When I worked for Google as a Site Reliability Engineer, I was lucky enough to travel around the world with a group called “Team Development”. Our mission was to design and deliver team-building courses to teams who wanted to work better together.
Our findings were later published as Project Aristotle. The biggest finding was that the number-one indicator of a successful team wasn’t tenure, seniority or salary levels, but psychological safety.
Think of a team you work with closely. How strongly do you agree with these five statements?
- If I take a chance, and screw up, it will be held against me
- Our team has a strong sense of culture that can be hard for new people to join.
- My team is slow to offer help to people who are struggling.
- Using my unique skills and talents come second to the objectives of the team.
- It’s uncomfortable to have open honest conversations about our team’s sensitive issues.
Teams that score high on questions like these can be deemed to be “unsafe”. Unsafe to innovate, unsafe to resolve conflict, unsafe to admit they need help. Unsafe teams can deliver for short periods of time, provided they can focus on goals and ignore interpersonal problems. But eventually, unsafe teams will break or underperform drastically because people can’t introduce change.
Unsafe teams will break or underperform drastically because people can’t introduce change.
Let’s highlight the impact an unsafe team can have on your team’s individuals, through the eyes of a recent, fresh-faced and enthusiastic graduate who finished top of their class.
This imaginary graduate, we’ll call her Karen, was reading about an optimization that could reduce low-level locking in distributed databases, and realized it could be applied to the service her team worked on. She decided to test it out, it resulted in a 15% CPU saving on the test cluster, and in her excitement, decided to roll it out to production. Because it was a change to a database configuration file, it didn’t go through the usual code-review process.
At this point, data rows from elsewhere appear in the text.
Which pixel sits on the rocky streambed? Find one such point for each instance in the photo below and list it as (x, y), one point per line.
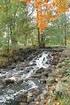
(26, 83)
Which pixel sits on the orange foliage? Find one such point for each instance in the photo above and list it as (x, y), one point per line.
(47, 11)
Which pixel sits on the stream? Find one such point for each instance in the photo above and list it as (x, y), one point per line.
(15, 84)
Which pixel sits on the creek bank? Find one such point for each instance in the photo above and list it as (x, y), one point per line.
(27, 82)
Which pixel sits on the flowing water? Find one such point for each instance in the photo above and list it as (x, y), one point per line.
(17, 82)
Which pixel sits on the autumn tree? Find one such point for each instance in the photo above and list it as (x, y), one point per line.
(47, 11)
Unfortunately, it caused the database to hard-lock-up, causing a brief, but total outage of the website. Thankfully, her more experienced colleagues spotted the problem, and rolled back the change inside of 10 minutes. Being professionals, this incident was mentioned at the weekly “post-mortem” meeting.
1. “If I take a chance, and screw up, it’ll be held against me”
At the meeting, the engineering director let everyone know that causing downtime by chasing small optimizations was unacceptable. Karen was described as “irresponsible” in front of the team, and the team suggested ways to ensure it wouldn’t happen again. The engineering director forgot about this interaction quickly after. But Karen would never forget the exchange. She would never try to innovate without explicit permission again.
2. “Our team has a strong sense of culture, and it’s hard for new people to join”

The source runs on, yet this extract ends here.